The Fox and the Hound seems to exist just off the radar.  It is a fine and commendable film, but one that is rarely focused on, either by Disney fans or the Disney Company itself.  Disney Home Entertainment, pausing briefly amidst its aggressive push into 3D Blu-Ray conversions, ported The Fox and the Hound into a new high-def format, and I in turn took the opportunity to revisit a film that I hadn't seen in a least a decade or more.

The Fox and the Hound seems to historically bridge two significant eras of Disney feature animation.  It was released in 1981, almost midway between the post-Walt xerography years and the renaissance of the 1990s.  It is notable for combining the talents of studio veterans such as Ollie Johnston, Frank Thomas and Woolie Reitherman with then promising newcomers including Glen Keane, Randy Cartwright and Ron Clements.
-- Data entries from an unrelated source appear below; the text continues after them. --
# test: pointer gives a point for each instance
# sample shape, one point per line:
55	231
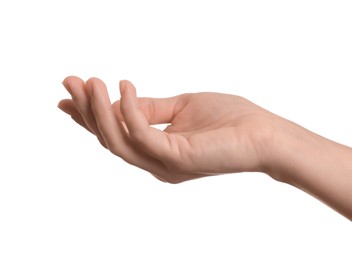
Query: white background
62	196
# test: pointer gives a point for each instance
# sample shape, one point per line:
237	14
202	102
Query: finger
69	108
157	143
156	110
76	87
115	135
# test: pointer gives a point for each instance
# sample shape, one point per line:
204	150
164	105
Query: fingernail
90	89
122	86
67	87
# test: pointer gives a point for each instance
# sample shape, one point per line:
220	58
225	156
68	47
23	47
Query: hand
209	133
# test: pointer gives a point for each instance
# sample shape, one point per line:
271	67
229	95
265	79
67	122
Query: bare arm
211	134
314	164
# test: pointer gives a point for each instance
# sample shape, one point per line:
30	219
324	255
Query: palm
219	130
208	133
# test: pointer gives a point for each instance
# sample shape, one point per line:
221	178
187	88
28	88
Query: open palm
208	133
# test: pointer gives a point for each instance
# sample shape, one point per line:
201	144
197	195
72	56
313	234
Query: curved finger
80	97
158	144
116	138
67	106
156	110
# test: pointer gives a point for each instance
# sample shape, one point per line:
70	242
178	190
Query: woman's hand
208	133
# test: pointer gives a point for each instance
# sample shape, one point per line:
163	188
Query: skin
211	134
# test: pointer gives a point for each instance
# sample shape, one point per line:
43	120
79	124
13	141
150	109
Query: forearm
313	164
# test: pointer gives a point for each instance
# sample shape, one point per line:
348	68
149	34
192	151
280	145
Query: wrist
287	150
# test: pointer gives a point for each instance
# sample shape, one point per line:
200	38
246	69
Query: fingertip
122	86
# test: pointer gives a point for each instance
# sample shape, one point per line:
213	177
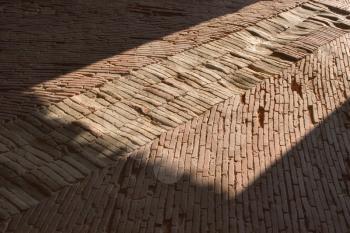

On the surface, it is a more polished film than predecessors such as Robin Hood and The Rescuers, and at times seems to almost achieve the artistic beauty of early classics such as Dumbo and most especially Bambi.  It was an enormous commercial success for its time and context, a fact that became largely overshadowed when Disney animated fare began to achieve astronomical successes a decade later with Beauty and the Beast, Aladdin and The Lion King.

In 1981, I was a young college student and aspiring entertainment writer, just a few years into a more academic study of Walt Disney and Disney animation.  At that time, I welcomed The Fox and the Hound as a very encouraging sign that Disney animation still had some life in it yet.  We would have to weather the controversial and inconsistent Black Cauldron before seeing the renaissance begin to blossom with Great Mouse Detective and The Little Mermaid.  Thus, Tod and Copper became the unlikely precursors of an industry that would literally explode in the final decade of the twentieth century.

Unfortunately, at least from a marketing standpoint, the Walt Disney Company has invested little historical significance to the film, especially as it relates to its most recent home entertainment incarnation.  Though upgraded to high definition Blu-ray, it is a generally bare-bones affair.  A combination 3-disc Blu-ray and DVD, the Blu-ray disc includes only one bonus feature, the very brief Unlikely Friends, which is nothing but a quickly assembled montage of clips from Disney animated features mixed with footage of "real-life" unusual animal friendships.  It is hardly notable, even to the younger set to which it is obviously directed.  The standard DVD offers the same minimal features as the previous 2006 edition, the highlight of which was a meager six-minute making-of vignette.  To balance out this startling lack of content, the marketeers decided to throw in The Fox and the Hound II, the film's rather misguided and unremarkable direct-to-video sequel.  John Lasseter had any number of good reasons for abandoning the controversial direct-to-video films and The Fox and the Hound II was likely one of them.  It is a visually jarring mix of traditional and wholly inappropriate CG animation, combined with a story that relates in almost no way to the original film.  (A group of howling dogs aspiring to be an act at the Grand Ole Opry?)

In the end, this recent edition is a purchase for the Disney Blu-ray collector and nothing more.  It appears that Tod and Copper will continue to remain on the lower tiers of the Disney canon, at least as far the current generation of Disney executives is concerned.